In March 2021, Priti Patel appointed Robin Simcox as interim commissioner. Prior to the appointment, Simcox was a research fellow at the neo-conservative Henry Jackson Society think tank, and as a Margaret Thatcher Fellow at The Heritage Foundation's Margaret Thatcher Center for Freedom, specialising in counterterrorism. In 2019, he had stated that the UK's official definition of a hate crime was "far too broad" in response to a CCE report. He also founded the Counter Extremism Group organisation. Patel officially appointed Simcox as commissioner in July 2022.

In October 2021, The Independent reported that since 2019, ministers had not formally responded to any of the reports released by the commission.

The Commission's 2022-23 end of year report noted that it had commissioned research on "how blasphemy is viewed and presented by UK Islamists" and "how various fringe ideologies promote anti-government messaging online".
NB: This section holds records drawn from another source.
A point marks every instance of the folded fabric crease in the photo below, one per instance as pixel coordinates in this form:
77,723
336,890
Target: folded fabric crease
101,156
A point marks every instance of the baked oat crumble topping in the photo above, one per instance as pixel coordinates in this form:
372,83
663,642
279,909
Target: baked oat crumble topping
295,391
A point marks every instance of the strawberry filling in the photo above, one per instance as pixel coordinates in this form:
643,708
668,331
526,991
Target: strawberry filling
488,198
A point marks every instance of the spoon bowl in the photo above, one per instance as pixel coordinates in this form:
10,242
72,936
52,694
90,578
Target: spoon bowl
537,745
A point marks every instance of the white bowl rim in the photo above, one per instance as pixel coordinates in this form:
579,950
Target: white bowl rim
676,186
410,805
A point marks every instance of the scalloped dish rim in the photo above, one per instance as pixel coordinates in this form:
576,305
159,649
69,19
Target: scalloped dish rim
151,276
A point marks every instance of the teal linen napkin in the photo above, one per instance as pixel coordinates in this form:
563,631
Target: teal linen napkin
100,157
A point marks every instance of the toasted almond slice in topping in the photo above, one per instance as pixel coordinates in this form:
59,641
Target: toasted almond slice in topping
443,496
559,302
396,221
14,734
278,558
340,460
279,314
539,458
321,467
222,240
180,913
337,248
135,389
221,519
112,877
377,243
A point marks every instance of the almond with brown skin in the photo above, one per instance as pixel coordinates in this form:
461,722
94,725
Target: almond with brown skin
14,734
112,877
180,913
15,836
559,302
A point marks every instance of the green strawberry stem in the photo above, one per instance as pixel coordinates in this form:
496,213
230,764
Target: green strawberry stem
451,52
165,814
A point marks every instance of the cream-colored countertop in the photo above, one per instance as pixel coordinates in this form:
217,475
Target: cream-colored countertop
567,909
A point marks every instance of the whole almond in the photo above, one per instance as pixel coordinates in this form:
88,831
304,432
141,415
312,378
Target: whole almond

In August 2023, a report by The Independent stated that the CCE had underspent £300,000 in 2021-22, and £680,000 (over a third of its budget) in 2022-23 which the commission stated was partially due to "delays in staff recruitment" and "setting up project work", returning both amounts to the Home Office. The newspaper also reported that since Simcox's 2021 appointment, the commission had "published no new research or scrutiny of government policy," but that it was mostly working on the implementation of the findings of a review of the government's Prevent counterterrorism programme, a measure asked of Simcox by home secretary Suella Braverman.

A key role of the Commission was to receive complaints about the government's Prevent programme, which aims to stop and address violent radicalisation and extremism. However, this role is now being transferred onto the Office of the Independent Prevent Commissioner (OIPC) who is sponsored by the Home Office. Prevent itself has been criticised by many academics, campaigners, charities and community organisations, especially in the wake of the 2024 Southport stabbings.

In February 2025 the CCE assumed the former duties of the government's Adviser on Political Violence and Disruption after the latter position was abolished.